VIRAL HEPATITIS D



History
In 1977, Dr. Mario Rizzetto and associates discovered in Italy, in patients affected by Hepatitis B a new antigen different than surface, core and e systems that they called "delta antigen". (Gut 18:997-1003,1977). This antigen was detected by immunofluorescence in the nuclei of liver cells in patients infected with hepatitis B and looked similar to hepatitis B core antigen. Delta, however was not present in cases positive for core; was not present in cases negative for s antigen and was present in only some cases positive for s antigen. Therefore came the suspicion that the new antigen might belong to a different virus. This hypothesis, tenaciously postulated by Dr. Rizzetto, was confirmed some years later by experimentally infecting chimpanzees and obtaining a new viral particle which was given the name of Hepatitis D Virus (HDV).

The virus: HDV
Fig.123 - The virus is an incomplete viral particle resembling a viroid of the plant world 36 nm in diameter containing:
--a HBS Ag envelope from hepatitis B virus.
--a delta Antigen predominantly found in the nuclei and in small amounts in the cytoplasm of hepatocytes.
--a single stranded circular RNA, with 1636 bases, a segment of which has a plant viroid sequence and does not encode any protein while another segment is dissimilar and encodes the delta antigen. The virus, therefore, operates with the help of HBV which makes its capsule. It is the only viroid-like agent so far known to infect humans.
Clinical Course:
Transmission is by blood. Infection may occur simultaneously with Hepatitis B virus (coinfection) or it may be acquired after B (superinfection).In the case of coinfection the patient displays two transaminases peaks, the first apparently due to hepatitis B an the second, which occurs weeks later, due to hepatitis D infection. The acute infection is bifasic.
-- Most cases of coinfection resolve. Only 2.4-4.7% become chronic carriers. This course is apparently due to the fact that HDV seems to suppress HBV replication and does not have optimal conditions for its own replication.
--Most cases (50-70%) of superinfection develop a severe form of acute hepatitis and 90% of them become chronic carriers. This course is due to the fact that the D virus infects hepatocytes heavily colonized by B viruses which provide the D with excellent help for replication. With both infections there is more incidence of fulminant hepatitis and the mortality rate is 5% versus 1% with hepatitis B alone. Hepatitis D does not increase the incidence of extrahepatic disease or hepatocellular carcinoma over hepatitis B infection.
--Delta hepatitis is considered to be the most severe viral hepatitis. In acute forms it produces more fatalities. In chronic forms it produces more cirrhoses even in children. However it has marked geographical variations. While it is very frequent and lethal in the Amazonian basin with peculiar microvesicular fatty infiltration of hepatocyte it is very benign in Greece and south Pacific.

Liver Histology
46 year old gentleman presented icteric hepatitis with; Total bilirubin 19.4, ALT 4000, AST 3800, Positive serology for HBV surface antigen, HBV core antigen and HDV antigen. The microsopic picture was that of severe acute hepatitis. A case of coinfection.The patient expired 10 days after this biopsy

Figure 124
Fig.124 - Liver biopsy showing lobular and portal inflammation with fatty macrovacuoles in hepatocytes.
Figure 125
Fig.125 - Severe hepatocellular damage with numerous acidophyilic (Councilman) bodies.
Figure 126
Fig.126 - Positive Immunoperoxidase reaction for HBV surface antigen.
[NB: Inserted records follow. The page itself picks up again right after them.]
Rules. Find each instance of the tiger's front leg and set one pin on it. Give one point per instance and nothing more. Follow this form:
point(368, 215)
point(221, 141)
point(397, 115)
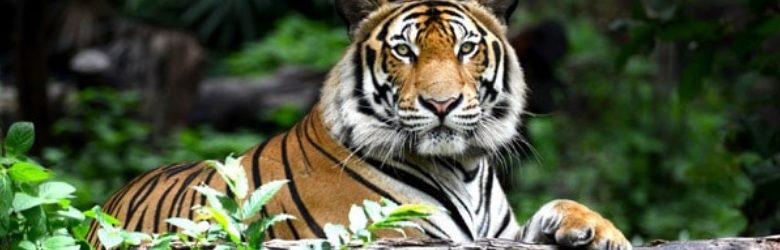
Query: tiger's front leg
point(568, 223)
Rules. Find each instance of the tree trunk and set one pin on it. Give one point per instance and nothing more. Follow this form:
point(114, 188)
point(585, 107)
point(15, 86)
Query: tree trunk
point(31, 73)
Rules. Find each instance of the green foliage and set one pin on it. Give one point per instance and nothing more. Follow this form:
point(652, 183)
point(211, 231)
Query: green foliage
point(108, 146)
point(384, 215)
point(295, 40)
point(34, 213)
point(220, 24)
point(229, 230)
point(651, 153)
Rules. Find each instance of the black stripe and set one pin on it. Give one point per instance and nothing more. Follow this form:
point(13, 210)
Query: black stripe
point(504, 223)
point(180, 194)
point(424, 187)
point(176, 169)
point(192, 202)
point(307, 163)
point(160, 204)
point(351, 172)
point(296, 197)
point(440, 186)
point(271, 233)
point(437, 229)
point(486, 199)
point(139, 225)
point(148, 187)
point(296, 236)
point(256, 178)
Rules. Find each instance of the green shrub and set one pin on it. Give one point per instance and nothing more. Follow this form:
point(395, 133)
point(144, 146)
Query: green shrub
point(296, 41)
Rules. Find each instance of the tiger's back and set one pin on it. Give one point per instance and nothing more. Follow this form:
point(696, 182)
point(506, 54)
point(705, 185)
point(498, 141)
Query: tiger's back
point(320, 190)
point(426, 94)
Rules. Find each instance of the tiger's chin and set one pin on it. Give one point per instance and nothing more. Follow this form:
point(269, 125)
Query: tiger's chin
point(442, 143)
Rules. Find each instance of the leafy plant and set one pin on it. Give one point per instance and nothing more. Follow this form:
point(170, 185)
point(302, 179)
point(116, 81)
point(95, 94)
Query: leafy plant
point(221, 221)
point(107, 145)
point(385, 215)
point(34, 214)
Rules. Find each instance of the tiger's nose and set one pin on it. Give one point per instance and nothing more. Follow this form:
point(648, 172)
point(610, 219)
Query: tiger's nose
point(441, 106)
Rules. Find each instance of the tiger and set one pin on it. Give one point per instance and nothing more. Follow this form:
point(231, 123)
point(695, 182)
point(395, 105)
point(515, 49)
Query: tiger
point(418, 105)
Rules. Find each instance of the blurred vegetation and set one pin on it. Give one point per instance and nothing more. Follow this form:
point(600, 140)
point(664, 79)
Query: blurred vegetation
point(107, 145)
point(665, 125)
point(652, 150)
point(295, 40)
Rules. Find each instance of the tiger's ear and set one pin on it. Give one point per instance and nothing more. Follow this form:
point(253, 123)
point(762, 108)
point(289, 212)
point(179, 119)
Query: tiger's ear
point(354, 11)
point(502, 9)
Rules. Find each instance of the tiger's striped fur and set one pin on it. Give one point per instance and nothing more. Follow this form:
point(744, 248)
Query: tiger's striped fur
point(428, 90)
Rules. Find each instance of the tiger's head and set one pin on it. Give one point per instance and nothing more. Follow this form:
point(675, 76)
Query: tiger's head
point(425, 77)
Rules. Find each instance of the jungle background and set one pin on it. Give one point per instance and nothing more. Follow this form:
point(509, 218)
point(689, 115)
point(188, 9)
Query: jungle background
point(661, 114)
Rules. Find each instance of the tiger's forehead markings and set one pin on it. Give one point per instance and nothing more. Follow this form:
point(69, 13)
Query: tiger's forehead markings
point(433, 10)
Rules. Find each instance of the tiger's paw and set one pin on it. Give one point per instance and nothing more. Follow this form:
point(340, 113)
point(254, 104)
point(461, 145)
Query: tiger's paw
point(570, 224)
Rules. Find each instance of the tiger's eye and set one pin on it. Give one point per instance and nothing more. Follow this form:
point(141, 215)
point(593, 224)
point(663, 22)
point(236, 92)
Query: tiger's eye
point(403, 50)
point(466, 48)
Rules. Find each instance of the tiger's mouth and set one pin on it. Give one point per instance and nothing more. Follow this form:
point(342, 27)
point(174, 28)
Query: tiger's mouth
point(441, 141)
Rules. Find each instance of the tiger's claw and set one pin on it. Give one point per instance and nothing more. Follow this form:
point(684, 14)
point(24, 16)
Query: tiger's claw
point(568, 223)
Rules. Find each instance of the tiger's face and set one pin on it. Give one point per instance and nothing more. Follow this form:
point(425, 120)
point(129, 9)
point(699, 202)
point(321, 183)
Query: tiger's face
point(432, 78)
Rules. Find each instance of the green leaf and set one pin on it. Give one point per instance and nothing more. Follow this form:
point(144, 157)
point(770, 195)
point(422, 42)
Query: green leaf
point(336, 234)
point(28, 172)
point(256, 231)
point(73, 213)
point(373, 209)
point(411, 211)
point(6, 196)
point(190, 227)
point(227, 224)
point(60, 242)
point(105, 220)
point(230, 206)
point(36, 222)
point(21, 137)
point(211, 194)
point(80, 231)
point(54, 191)
point(162, 243)
point(24, 201)
point(357, 219)
point(135, 238)
point(109, 238)
point(26, 245)
point(260, 197)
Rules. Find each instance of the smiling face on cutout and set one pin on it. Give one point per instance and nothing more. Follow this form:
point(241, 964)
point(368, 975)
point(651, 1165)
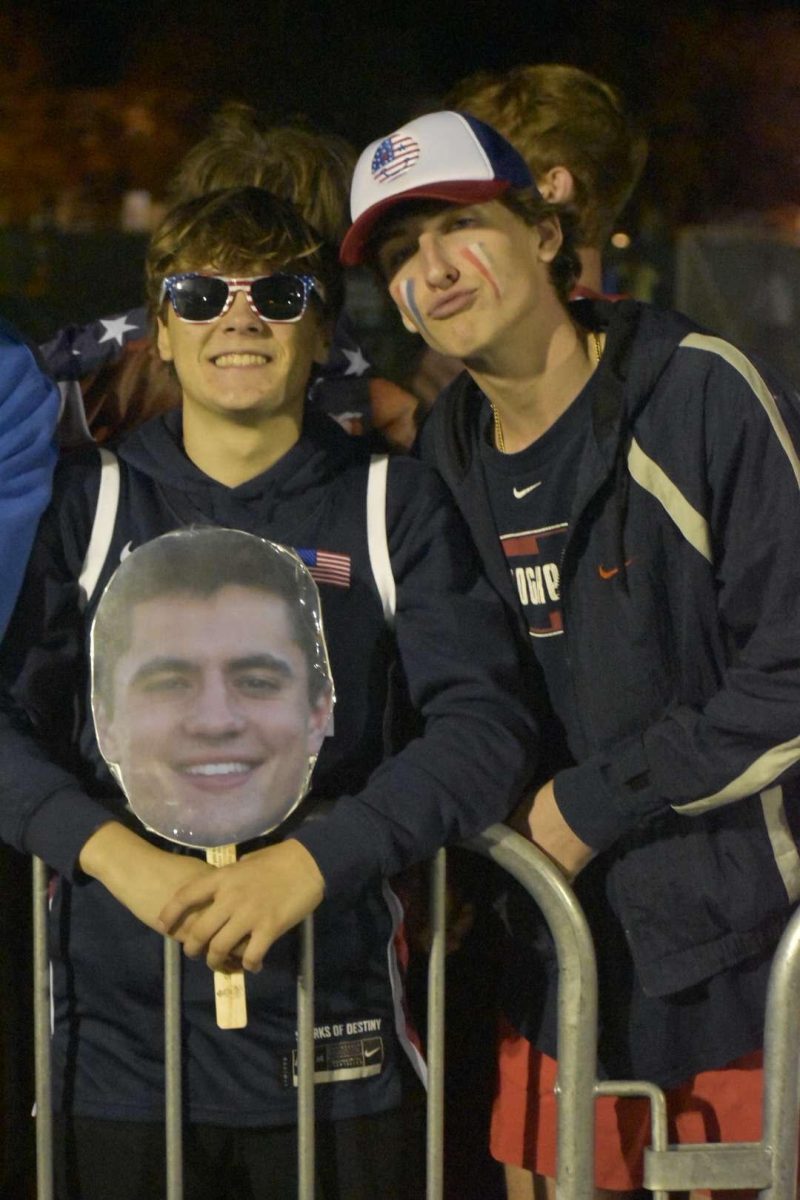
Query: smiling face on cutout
point(210, 719)
point(468, 279)
point(239, 365)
Cytoplasmic localization.
Figure 127
Fig.127 - Positive immunoperoxidase reaction for HDV antigen. Nuclear localization.
Diagnosis
It is based on the use of a blocking RIA test for anti-HD antibody. Also available are assays for HDAg, IgM anti-HD, HDV-RNA. In acute resolving infection anti-HD will appear 30-40 days after onset of symptoms and will persist for 1-2 years. In chronic cases the total antibodies (IgM + IgG) will continue to remain high.

Prevention and treatment
All measures that prevent hepatitis B will prevent HDV, including HBV vaccine. Treatment will alpha -interferon is not successful. Liver transplantation is to be considered in fulminant cases. Five year survival after liver transplantation is around 70%. For the fact that HDV has a suppressive effect on HBV replication, the recurrence of accelerated disease after transplantation is less frequent than in hepatitis B alone.